Europe's largest steelworks to close?

The steelworks at Taranto. Photo credit: Corriere di Taranto

 TARANTO – There is increased concern that Europe’s largest steelworks will close as ministers and managers fight over ArcelorMittal’s Ilva plant in Taranto, say business sources.

 The managers of the plant had previously had immunity from prosecution, which on Monday night the Senate voted to revoke.

 In the past, ArcelorMittal (a giant French-Indian steel company which has owned the Italian steel company Ilva since Sept. 2018) has threatened to close down Ilva if the immunity is scrapped.  The Ilva plant in Taranto is a major employer in southern Italy.

 Three trade unions, CGIL, CSIL and UIL, asked to meet Stefano Patuanelli, Minister of Economic Development.  According to La Repubblica, 5,000 people are at risk of losing their jobs.

 “The government does not realise what it has done,” said Marco Bentivogli, general secretary of FIM CISL trade union, reported Il Messaggero.

 Patuanelli has stated that Ilva must not close, but it is hard to see how he will prevent this should ArcelorMittal decide to move elsewhere.  Such a move would be relatively easy for the steel giant, and disastrous for Italy.

 ArcelorMittal have as yet given no comment.  The Ilva plant at Taranto has been involved in a number of environmental scandals, which makes the immunity particularly important.

 As La Repubblica reports, these were already difficult times for the steel giant: in addition to the new US customs, there is less and less demand for steel worldwide, creating a crisis of overproduction.

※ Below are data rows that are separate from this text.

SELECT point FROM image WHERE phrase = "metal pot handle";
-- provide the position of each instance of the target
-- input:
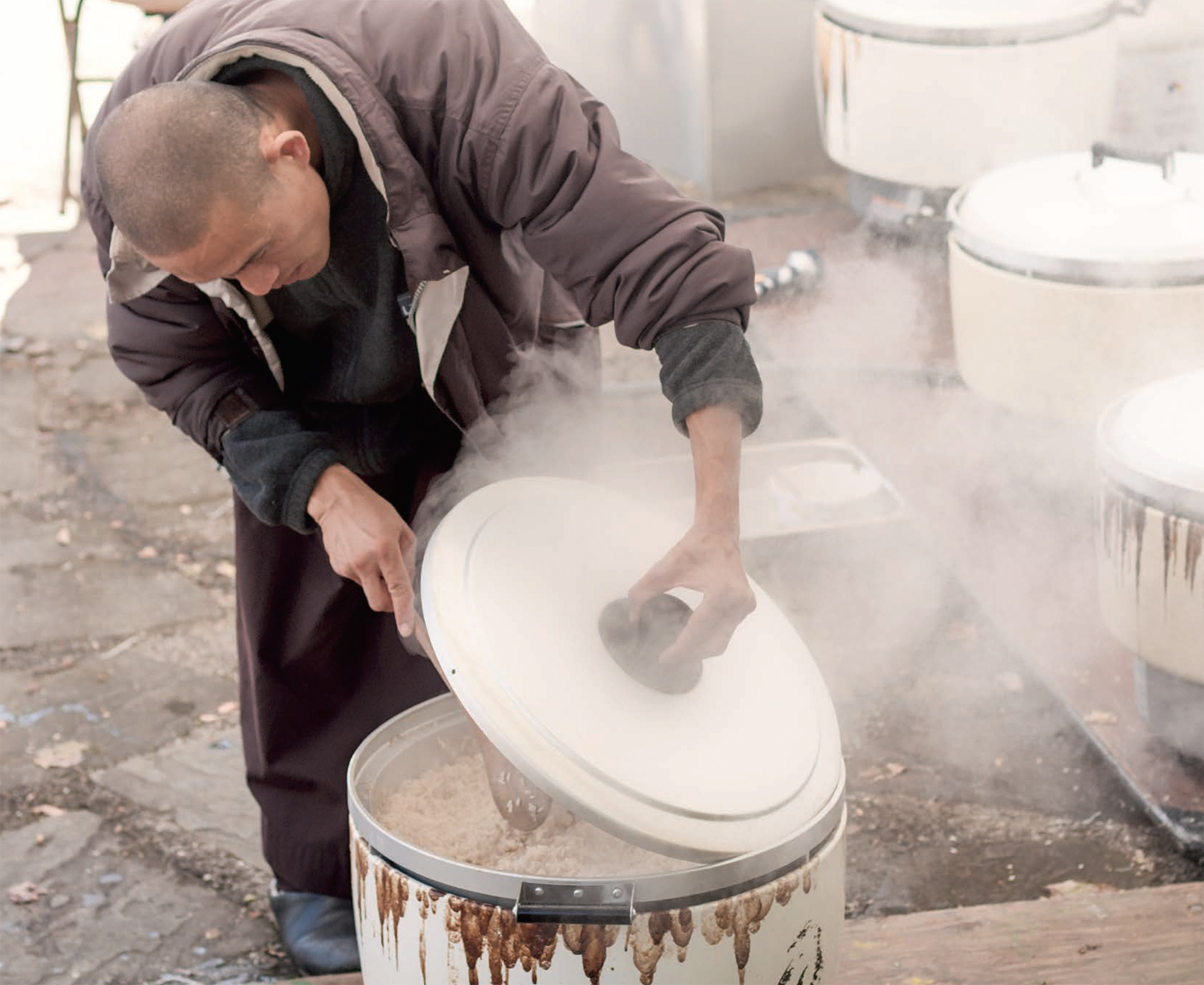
(1101, 152)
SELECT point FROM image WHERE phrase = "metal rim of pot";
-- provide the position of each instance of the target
(1130, 458)
(957, 24)
(1007, 245)
(696, 884)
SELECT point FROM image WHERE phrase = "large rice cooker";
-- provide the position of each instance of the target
(931, 94)
(1150, 548)
(1075, 278)
(742, 776)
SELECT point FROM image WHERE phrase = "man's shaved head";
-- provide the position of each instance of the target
(166, 155)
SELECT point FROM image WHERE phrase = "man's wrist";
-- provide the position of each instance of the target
(329, 489)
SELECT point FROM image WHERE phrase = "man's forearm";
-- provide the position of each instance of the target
(715, 435)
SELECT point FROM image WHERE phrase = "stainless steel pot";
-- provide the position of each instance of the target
(1075, 278)
(741, 776)
(1150, 548)
(935, 93)
(751, 918)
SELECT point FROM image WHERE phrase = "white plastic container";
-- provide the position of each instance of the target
(1150, 548)
(742, 776)
(1075, 278)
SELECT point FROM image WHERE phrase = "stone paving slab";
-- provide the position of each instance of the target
(96, 600)
(122, 452)
(97, 380)
(105, 917)
(199, 783)
(117, 708)
(64, 292)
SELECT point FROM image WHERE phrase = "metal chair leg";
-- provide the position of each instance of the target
(75, 108)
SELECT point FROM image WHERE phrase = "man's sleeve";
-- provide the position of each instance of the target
(217, 390)
(706, 364)
(606, 225)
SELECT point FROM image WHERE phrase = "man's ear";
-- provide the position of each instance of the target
(289, 145)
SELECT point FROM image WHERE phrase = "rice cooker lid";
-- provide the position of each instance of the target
(1152, 442)
(1095, 217)
(513, 583)
(957, 22)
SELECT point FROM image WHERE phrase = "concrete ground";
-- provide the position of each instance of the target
(128, 843)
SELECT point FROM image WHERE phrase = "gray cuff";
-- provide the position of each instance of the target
(709, 362)
(297, 500)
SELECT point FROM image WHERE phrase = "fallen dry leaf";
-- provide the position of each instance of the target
(60, 755)
(1074, 888)
(26, 892)
(1100, 718)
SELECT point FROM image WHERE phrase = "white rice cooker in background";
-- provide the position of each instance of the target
(741, 775)
(918, 98)
(1160, 79)
(1075, 278)
(1150, 548)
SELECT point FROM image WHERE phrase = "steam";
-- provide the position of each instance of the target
(551, 423)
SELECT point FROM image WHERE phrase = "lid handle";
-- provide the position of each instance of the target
(637, 647)
(1132, 7)
(1101, 152)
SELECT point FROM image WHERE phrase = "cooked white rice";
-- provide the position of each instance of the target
(450, 812)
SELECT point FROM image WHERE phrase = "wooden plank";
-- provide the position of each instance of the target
(1136, 937)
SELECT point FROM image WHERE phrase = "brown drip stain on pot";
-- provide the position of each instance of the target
(592, 942)
(490, 933)
(393, 894)
(741, 917)
(651, 936)
(1122, 521)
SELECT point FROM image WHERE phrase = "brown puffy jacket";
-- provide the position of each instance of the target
(497, 168)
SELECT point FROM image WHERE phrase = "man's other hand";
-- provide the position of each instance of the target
(366, 541)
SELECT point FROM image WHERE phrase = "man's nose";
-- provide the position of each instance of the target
(260, 278)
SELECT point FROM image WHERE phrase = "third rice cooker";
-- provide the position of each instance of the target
(1150, 548)
(933, 93)
(731, 775)
(1075, 278)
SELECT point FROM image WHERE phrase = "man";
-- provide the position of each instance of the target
(325, 229)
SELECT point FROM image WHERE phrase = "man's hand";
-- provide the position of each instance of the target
(708, 557)
(366, 541)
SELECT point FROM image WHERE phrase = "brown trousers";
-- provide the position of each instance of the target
(318, 673)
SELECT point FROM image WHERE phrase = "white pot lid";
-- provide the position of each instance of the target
(1089, 217)
(514, 579)
(969, 22)
(1152, 441)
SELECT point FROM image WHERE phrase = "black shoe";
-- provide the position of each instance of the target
(318, 931)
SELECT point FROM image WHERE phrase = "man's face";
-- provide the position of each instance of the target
(285, 240)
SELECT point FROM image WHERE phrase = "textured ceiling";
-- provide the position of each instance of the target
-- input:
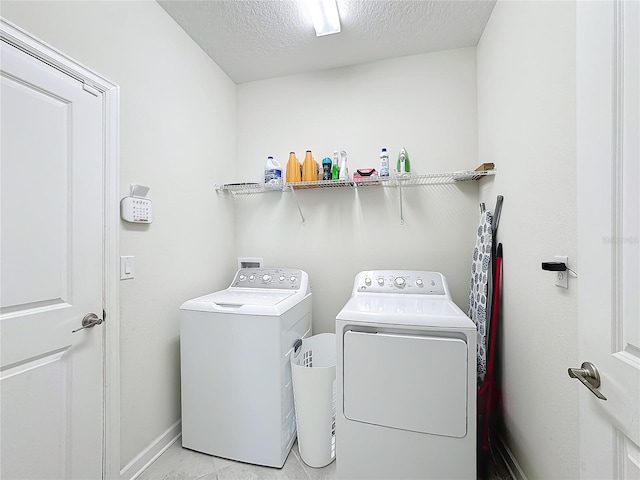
(259, 39)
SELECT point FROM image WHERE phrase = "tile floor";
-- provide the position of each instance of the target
(178, 463)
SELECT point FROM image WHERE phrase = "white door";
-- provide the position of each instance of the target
(608, 132)
(52, 191)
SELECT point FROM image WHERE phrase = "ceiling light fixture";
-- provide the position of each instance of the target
(324, 14)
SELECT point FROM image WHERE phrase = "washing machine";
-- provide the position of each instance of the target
(237, 396)
(406, 380)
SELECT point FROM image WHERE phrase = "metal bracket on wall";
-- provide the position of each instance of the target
(293, 192)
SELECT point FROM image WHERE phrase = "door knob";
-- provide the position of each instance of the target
(89, 320)
(589, 376)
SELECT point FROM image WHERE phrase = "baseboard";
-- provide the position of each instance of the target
(509, 460)
(156, 448)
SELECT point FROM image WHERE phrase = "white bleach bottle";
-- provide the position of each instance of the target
(272, 173)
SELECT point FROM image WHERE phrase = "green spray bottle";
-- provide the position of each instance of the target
(403, 165)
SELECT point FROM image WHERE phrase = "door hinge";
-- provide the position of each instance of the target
(92, 90)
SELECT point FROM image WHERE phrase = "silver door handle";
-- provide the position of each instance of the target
(89, 320)
(589, 376)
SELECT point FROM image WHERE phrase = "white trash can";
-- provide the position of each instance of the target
(313, 370)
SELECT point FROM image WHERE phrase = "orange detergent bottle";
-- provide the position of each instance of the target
(294, 169)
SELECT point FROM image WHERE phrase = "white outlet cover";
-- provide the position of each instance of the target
(126, 267)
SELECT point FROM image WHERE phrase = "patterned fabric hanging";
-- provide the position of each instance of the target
(479, 291)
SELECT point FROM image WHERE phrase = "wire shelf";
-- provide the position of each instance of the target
(403, 180)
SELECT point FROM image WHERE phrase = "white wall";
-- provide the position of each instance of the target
(426, 103)
(526, 118)
(177, 136)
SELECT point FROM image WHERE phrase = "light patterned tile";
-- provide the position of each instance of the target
(292, 470)
(323, 473)
(178, 463)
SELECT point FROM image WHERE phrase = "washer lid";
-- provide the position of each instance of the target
(249, 301)
(421, 310)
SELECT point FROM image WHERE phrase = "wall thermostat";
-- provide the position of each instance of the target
(136, 208)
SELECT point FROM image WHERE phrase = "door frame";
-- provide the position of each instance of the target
(110, 92)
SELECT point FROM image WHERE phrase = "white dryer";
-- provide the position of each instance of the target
(406, 380)
(237, 397)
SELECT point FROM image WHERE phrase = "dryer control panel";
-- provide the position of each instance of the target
(401, 281)
(280, 278)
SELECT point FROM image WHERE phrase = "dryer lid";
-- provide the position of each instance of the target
(420, 310)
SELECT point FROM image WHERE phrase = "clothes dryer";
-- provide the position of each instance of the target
(237, 396)
(406, 380)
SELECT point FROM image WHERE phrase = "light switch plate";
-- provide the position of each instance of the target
(562, 278)
(126, 267)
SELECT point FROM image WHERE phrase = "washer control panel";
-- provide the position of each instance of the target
(401, 281)
(280, 278)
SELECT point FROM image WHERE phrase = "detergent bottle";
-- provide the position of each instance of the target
(309, 168)
(344, 170)
(335, 167)
(294, 169)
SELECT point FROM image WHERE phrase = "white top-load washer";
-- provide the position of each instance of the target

 The withdrawal of ArcelorMittal’s immunity is the end of a long campaign.  Luigi Di Maio of the Five Star Movement, now deputy prime minister and foreign minister, previously backed down from scrapping the immunity due to threats from the company to close its Italy operation.

 The move to withdraw immunity was particularly pushed by the Five Star Movement, but passed with the support of the whole majority coalition government.  It will become law on Nov. 3, after which ArcelorMittal will have no further protection from prosecution.

 Predictably, the League have been very critical of the vote.